The center of the old town can mostly be described as soft. The buildings are very pastel and almost tropical. Details on many of the buildings are not built in to the structure but painted on in a trompe l'oeil fashion. 

The contrast comes with a chill when you see the largest structures in town remaining from the second world war time in Italy. It was a reminder of what can happen when autocracy tries to prevail. I didn't want to spend a whole lot of time in Asciano. I had arrived at the time when most places were closed and none of the restaurants were appealing. Given not much more to do I walked back the way I came and got back in the car


I decided to head back to Armena on the same road I had traveled to make sure I didn't get lost then make a stop at the Abbazia di Monte Oliveto Maggiore about halfway back to the farm. We had been here once before on Christmas Eve and stepped into the church to listen to a part of the Christmas mass but we hadn't wondered any further into complex. 
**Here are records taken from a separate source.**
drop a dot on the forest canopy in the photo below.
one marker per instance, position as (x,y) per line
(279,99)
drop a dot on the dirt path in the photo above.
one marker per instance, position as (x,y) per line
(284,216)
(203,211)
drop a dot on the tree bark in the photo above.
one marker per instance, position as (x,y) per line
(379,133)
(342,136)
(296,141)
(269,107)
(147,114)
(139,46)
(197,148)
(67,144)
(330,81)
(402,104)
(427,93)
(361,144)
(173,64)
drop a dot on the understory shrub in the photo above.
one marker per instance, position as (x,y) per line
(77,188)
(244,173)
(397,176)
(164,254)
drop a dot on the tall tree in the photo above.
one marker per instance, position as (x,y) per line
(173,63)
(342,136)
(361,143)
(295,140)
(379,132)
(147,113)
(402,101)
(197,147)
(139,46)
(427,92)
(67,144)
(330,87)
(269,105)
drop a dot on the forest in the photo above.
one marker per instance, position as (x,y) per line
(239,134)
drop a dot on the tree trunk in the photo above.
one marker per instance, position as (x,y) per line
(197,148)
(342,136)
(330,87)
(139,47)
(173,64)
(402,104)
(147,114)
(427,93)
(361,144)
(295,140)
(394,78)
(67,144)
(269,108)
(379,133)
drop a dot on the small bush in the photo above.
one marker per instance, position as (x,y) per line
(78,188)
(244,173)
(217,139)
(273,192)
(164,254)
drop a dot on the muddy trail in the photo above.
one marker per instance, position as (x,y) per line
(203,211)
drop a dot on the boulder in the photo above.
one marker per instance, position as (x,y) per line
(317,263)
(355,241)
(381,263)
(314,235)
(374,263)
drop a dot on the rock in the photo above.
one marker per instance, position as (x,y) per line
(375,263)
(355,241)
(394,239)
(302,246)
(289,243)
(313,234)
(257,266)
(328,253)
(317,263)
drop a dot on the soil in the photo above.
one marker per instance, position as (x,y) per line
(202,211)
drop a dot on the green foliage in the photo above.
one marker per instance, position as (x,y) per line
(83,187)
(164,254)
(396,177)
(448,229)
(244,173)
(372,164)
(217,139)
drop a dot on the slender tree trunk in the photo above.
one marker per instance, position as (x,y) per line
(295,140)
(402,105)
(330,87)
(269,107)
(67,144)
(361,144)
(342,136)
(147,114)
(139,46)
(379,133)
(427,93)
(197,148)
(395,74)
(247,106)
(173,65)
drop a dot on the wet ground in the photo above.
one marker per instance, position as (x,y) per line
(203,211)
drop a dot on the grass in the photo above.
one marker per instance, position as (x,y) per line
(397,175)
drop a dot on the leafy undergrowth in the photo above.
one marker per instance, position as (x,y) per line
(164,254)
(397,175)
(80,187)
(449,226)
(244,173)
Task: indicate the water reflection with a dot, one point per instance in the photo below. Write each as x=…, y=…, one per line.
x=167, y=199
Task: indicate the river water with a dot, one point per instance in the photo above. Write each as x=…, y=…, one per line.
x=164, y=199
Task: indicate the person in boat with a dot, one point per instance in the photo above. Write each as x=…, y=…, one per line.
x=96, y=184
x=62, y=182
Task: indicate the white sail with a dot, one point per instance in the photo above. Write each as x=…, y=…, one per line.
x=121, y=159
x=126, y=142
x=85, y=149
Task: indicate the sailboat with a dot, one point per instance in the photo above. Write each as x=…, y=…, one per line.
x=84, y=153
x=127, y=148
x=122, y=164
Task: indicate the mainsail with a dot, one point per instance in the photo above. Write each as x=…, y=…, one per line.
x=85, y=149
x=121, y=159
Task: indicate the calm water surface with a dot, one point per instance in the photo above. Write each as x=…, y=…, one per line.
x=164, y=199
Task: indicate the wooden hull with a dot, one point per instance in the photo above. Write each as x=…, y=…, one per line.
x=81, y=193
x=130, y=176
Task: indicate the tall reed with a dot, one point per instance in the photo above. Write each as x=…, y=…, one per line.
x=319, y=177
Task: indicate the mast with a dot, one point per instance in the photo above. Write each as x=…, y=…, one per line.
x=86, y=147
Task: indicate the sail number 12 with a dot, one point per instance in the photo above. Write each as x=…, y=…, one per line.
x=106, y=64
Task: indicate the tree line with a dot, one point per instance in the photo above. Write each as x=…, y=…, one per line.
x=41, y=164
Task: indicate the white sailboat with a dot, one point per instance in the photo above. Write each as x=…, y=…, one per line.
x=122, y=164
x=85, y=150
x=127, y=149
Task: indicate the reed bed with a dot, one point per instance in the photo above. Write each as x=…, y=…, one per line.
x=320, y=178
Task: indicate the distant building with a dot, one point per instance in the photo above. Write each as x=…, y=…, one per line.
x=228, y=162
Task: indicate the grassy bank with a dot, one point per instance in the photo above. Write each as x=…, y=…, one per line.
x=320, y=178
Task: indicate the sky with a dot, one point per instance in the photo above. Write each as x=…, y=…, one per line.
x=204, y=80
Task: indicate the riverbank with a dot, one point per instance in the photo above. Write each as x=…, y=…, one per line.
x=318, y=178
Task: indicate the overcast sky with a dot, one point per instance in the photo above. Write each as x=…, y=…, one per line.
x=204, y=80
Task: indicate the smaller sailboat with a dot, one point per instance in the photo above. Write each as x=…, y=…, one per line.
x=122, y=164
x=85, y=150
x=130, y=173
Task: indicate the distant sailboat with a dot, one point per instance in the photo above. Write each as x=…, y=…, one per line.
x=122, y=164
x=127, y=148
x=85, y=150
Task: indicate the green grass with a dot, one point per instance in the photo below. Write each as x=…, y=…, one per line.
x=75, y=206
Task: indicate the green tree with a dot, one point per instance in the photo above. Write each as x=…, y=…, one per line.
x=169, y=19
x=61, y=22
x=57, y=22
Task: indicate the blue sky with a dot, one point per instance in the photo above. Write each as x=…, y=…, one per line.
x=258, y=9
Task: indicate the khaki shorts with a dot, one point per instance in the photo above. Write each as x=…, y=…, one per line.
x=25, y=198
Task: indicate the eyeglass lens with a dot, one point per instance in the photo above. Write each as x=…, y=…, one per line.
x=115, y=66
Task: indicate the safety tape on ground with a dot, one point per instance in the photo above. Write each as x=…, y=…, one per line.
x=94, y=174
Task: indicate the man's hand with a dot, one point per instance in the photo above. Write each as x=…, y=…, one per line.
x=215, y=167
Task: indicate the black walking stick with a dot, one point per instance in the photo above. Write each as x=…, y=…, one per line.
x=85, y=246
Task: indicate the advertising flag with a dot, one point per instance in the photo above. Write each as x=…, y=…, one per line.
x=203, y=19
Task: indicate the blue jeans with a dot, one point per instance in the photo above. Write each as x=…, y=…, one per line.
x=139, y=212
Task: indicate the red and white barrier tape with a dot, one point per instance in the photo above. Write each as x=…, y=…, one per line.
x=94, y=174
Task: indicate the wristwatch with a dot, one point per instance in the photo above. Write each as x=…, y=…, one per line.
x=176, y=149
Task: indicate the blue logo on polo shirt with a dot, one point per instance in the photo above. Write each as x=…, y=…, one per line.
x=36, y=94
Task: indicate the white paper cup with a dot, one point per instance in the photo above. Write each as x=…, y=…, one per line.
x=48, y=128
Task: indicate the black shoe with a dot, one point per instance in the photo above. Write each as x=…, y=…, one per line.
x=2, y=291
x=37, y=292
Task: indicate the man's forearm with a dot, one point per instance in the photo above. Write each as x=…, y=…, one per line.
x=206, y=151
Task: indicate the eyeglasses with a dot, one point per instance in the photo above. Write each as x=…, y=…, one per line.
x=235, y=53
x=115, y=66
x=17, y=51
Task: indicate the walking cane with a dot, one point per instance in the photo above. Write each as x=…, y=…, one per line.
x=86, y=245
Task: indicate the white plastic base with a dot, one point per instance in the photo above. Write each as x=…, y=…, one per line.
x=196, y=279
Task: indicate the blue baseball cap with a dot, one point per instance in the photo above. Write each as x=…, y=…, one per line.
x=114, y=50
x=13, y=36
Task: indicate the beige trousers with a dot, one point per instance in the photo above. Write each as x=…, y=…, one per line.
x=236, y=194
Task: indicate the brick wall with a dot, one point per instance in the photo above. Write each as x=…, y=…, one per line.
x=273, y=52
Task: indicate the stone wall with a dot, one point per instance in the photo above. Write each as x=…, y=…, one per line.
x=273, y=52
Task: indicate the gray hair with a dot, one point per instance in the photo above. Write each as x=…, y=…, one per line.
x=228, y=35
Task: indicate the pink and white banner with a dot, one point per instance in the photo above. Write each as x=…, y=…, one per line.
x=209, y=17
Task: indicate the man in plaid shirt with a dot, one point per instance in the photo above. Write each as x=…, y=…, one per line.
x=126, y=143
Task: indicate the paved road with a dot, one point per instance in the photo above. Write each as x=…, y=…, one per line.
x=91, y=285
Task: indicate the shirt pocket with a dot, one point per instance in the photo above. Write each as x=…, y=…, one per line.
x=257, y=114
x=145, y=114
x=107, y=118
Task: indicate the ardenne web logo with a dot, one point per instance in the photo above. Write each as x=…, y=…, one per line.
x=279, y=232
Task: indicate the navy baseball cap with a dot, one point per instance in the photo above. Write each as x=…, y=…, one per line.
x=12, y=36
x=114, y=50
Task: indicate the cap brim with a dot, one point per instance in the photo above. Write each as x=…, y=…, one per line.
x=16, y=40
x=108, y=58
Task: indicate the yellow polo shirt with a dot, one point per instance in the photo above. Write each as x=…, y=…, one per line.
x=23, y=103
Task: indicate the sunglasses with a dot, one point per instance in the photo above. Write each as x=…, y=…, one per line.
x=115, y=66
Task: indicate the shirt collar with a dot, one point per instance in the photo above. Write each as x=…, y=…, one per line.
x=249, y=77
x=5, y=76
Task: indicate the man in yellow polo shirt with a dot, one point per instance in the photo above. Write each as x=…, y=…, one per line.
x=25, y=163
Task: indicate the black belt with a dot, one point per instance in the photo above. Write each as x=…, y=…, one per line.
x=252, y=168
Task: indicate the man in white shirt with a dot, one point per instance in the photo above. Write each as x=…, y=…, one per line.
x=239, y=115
Discovering the cloisters on my own was, if not a religious experience, a spiritual one.

The walls and ceilings throughout are adorned with frescos. Colonnades depicting the life of St Benedict surround a central courtyard.  

You have to look closely and not be overwhelmed by the frescos to find an opening leading to other areas open for exploration.

That's how I found my way to the library, one of the most beautiful libraries I've ever seen. The open hall lined with bookcases containing century old manuscripts on everything from cooking recipes to medicinal remedies.

Beyond the rows of books there's a staircase leading up to what used to be the pharmacy. The remaining artifacts of the pharmacy are still on display through the beauty of the ceramic containers for the medicinal ingredients to glass beakers looking like a mad scientist's laboratory.

When I returned Emmy and I took a quick run back to Buonconvento to order her bag from Pianigiani. 

As we were leaving the center of Buonconvento we spotted Giulia standing outside her flower shop looking as beautiful as the flowers surrounding her.  Giulia is the girlfriend of Jacopo the Saraceni's older son and an entrepreneur in her mid-twenties taking on the challenge of opening her own store. 

Back at the farm there was little relaxing, as dinner prep is always an event. Dusk was on us before the table was set putting the dinner hour closer to ten for the evening.
The steaks had been marinating all day in a sauce Rick had prepared. Alessandro had split the wood for the grill to cook the steaks. Once the fire was roaring Giulio began pulling the embers to go under the grill. There was a real art to this preparation ritual.

The meal was once again spectacular beginning with a pasta ragu and caprese. The steaks were the main event served alongside roasted zucchini and eggplant.

It was perfection on a plate taking Rick all the way to gnawing the bone.

With the wine flowing along with the conversation well into the night somewhere in time we sent Jacopo into town for a gelato infusion. Alessandro showed everyone how to finish a meal.Nobody can say we don't have fun.